Men staaft dit soort discussies echter zelden met cijfermateriaal over het fenomeen waarvoor deze arbeidsrechtelijke bescherming is ontworpen: het kunnen uitoefenen van inspraakrechten als werknemer zonder vrees voor negatieve repercussies op je tewerkstelling. Wanneer we hiernaar peilen bij de meest recente lichting vertegenwoordigers, zien we juist dat dit verre van een evidente zaak is voor vele vertegenwoordigers in België. Zo is een vijfde van hen bedreigd geweest met ontslag, en een derde geconfronteerd met pesterijen vanwege de werkgever, omwille van het uitoefenen van zijn of haar mandaat als vertegenwoordiger.

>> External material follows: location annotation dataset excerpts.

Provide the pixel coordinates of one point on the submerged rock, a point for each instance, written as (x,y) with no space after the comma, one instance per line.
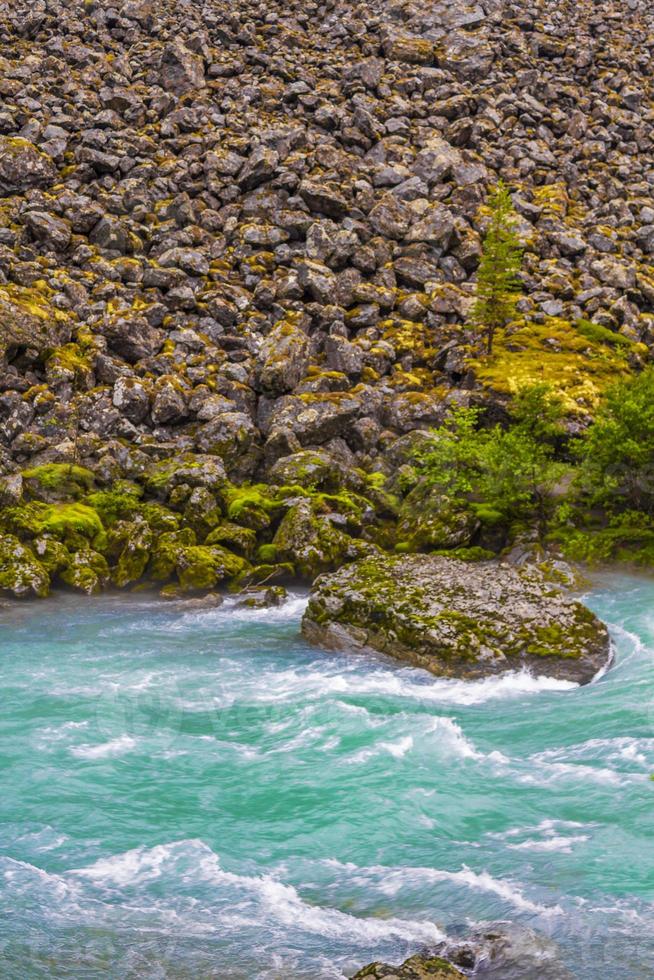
(455,619)
(499,950)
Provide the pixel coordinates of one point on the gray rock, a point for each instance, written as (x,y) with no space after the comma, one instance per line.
(23,165)
(181,69)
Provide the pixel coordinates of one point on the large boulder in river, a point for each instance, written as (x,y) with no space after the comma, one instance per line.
(457,619)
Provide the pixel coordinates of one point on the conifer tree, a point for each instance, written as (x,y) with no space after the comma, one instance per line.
(498,285)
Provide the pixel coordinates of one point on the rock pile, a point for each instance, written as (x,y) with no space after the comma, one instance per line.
(250,232)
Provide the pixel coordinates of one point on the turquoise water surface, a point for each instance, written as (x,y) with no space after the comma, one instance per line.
(200,794)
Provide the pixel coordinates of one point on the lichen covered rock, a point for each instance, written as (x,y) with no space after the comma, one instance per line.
(457,620)
(416,968)
(21,573)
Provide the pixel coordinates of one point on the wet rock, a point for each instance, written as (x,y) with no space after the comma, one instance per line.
(457,620)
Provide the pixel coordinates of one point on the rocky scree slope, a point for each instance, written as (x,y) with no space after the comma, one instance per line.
(237,251)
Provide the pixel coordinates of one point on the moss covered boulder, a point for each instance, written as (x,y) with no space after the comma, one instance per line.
(456,619)
(311,543)
(21,573)
(417,968)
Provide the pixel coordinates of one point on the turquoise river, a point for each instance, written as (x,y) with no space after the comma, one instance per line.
(199,794)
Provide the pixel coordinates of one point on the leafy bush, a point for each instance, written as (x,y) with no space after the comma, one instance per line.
(504,476)
(617,456)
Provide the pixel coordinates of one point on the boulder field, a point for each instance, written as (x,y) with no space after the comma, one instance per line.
(238,251)
(456,619)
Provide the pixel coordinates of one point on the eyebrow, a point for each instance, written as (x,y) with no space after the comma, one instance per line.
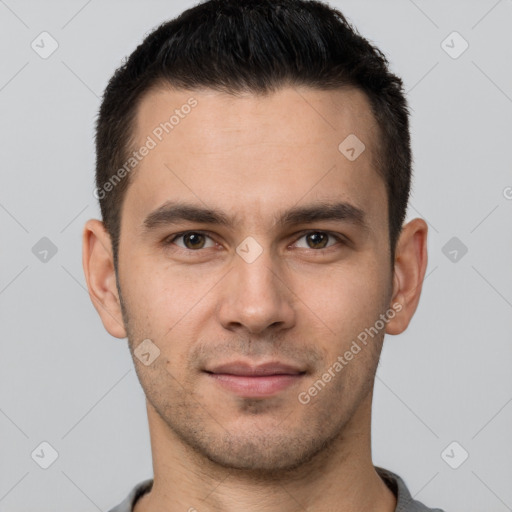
(173,212)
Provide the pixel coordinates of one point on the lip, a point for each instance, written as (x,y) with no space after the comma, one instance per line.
(255,381)
(242,368)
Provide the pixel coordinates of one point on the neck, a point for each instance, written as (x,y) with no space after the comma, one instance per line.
(341,477)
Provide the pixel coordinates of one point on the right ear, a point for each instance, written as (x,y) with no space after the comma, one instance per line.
(98,263)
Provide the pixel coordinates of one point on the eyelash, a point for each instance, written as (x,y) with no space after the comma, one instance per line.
(170,240)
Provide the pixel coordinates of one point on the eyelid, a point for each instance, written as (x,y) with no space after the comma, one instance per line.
(169,240)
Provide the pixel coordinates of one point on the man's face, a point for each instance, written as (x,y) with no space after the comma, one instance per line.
(298,290)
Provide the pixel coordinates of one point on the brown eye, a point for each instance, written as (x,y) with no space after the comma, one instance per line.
(192,240)
(317,240)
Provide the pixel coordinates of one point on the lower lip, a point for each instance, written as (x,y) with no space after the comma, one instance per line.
(258,386)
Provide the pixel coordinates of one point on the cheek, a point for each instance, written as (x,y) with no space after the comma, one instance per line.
(347,298)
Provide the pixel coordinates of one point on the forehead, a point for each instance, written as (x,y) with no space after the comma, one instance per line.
(253,154)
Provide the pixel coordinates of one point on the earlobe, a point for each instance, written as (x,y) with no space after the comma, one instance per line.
(409,272)
(98,264)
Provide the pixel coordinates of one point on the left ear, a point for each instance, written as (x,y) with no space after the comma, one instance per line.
(410,266)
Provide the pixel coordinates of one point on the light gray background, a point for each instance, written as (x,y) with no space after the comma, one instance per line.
(66,381)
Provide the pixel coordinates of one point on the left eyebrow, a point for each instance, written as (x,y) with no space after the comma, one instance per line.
(173,212)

Het internationaal vergelijkend cijfermateriaal waarover we beschikken, wijst er eveneens op dat Belgische werknemersvertegenwoordigers gemiddeld zeker niet ‘overbeschermd’ zijn. In de meerderheid van de andere West-Europese landen geven werknemersvertegenwoordigers minder aan te vrezen voor ontslag, louter omwille van het uitoefenen van hun taken als vertegenwoordiger.
Mogelijk zijn Belgische werknemersvertegenwoordigers zelfs onderbeschermd, als men vertrekt van het principe dat geen enkele werknemer dient te vrezen voor zijn of haar job, louter omwille van het uitoefenen van inspraakrechten. Het is verbazend dat dit principe, wat we zo vanzelfsprekend vinden in bv. de sfeer van parlementaire democratie of in het verenigingsleven, zulk een voortdurende verdediging nodig heeft in de sfeer van de onderneming.
Referenties
Baert, S. & Omey, E. (2015). Hiring Discrimination Against Pro-Union Applicants: The Role of Union Density and Firm Size. De Economist, 163(3), pp. 263–80. doi:10.1007/s10645-015-9252-1.
Hermans, M. (8 april 2016) Moeten vakbondsvertegenwoordigers minder bescherming krijgen? De Tijd.
Eurofound (2013). Third European Company Survey: First findings. Dublin: Eurofound.